Using the entire board

Even though I had control of the LED Whiteboard's individual LEDs, I need to make use of the entire thing if I plan to use it for anything useful. Last night I wrote a program to test the ability to use the whole thing.

It works similar to a computer monitor. Each row is drawn one at a time, at a frequency higher than visible to the naked eye.

I drew a pattern that displayed the text "UAT".

Here is the source code. Again, this is uncommented:
http://www.mediafire.com/file/9mpqgzpehzqhq1w/sketch_mar01a.pde

Hooking up the Arduino

I set up the Arduino with a simple program that would light each LED in sequence.

Here is the source code. Note: Source code contains few comments, and some of the comments it does contain are incorrect.

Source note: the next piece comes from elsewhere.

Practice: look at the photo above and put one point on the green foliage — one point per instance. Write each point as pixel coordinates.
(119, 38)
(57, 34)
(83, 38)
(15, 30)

http://www.mediafire.com/file/eriqa567rpyy39j/sketch_feb26a.pde

You can open the source in Notepad if you dont have the Arduino software.

Replacing the Microcontroller

I chose to use an ATMEL ATMega328 to replace the Parallax SX-28. The ATMega328 is the controller in the very popular Arduino Duemilanove. This would allow a familiar programming language (C) and a familiar IDE (Arduino Software) for many people. This is very important since I would like to allow for the board to be reprogrammed in the future. The ATMega328 did require a bit of extra circuitry for the clock (the crystal) and the reset line (the switch), but other than that, it should be able to connect in a similar way that the SX-28 did.

The schematic (click to see full size):

ATMega328 Datasheet Summary:

ATMEL. (2010, August). ATMega328p Datasheet Summary. Retrieved March 2, 2011, from ATMEL: http://www.atmel.com/dyn/resources/prod_documents/8271S.pdf

Reverse Engineering

So probably the most important part of this project is understanding exactly how the whole system is set up. Another student and I took the current circuits out of the project box they were installed in, and made a schematic from it.

Here is the resulting Schematic. You will have to click on the image to see it full size.

The datasheets for all of the circuits:

MAXIM. (2010, December). MAX6979 Datasheet. Retrieved February 25, 2011, from MAXIM: http://datasheets.maxim-ic.com/en/ds/MAX6979.pdf

Motorola. (n.d.). SN54/74LS138 Datasheet. Retrieved February 25, 2011, from Motorola: http://www.produktinfo.conrad.com/datenblaetter/150000-174999/169463-da-01-en-74LS138.pdf

Parallax Inc. (2006, November 20). SX20AC/SX28AC Datasheet. Retrieved February 25, 2011, from Parallax: http://www.parallax.com/dl/docs/prod/datast/SX20AC-SX28AC-Data-v1.6.pdf

Starting the project

Since I have already made some real progress on this project, I will be making posts for each step. The first step I took was learning everything I could about this wall. I found two webpages that explain in very little detail how the board works.

It turns out the current microcontroller is a Parallax SX28. The microcontroller is hooked up to a pair of MAX6979 LED Controllers and a 74LS138 1:8 Demux. Bert J.W. Reeger's site explains this.





The current program on it is Conway's Game of Life. The souce code can be found on Sean Hillmeyer's site.

LED Wall

For my final project in my Robotics class I will be replacing the microcontroller that controls a 8 by 26 array of leds in a 4 ft by 16 ft whiteboard in a hallway at the University of Advancing Technology. This log will document my progress with this project.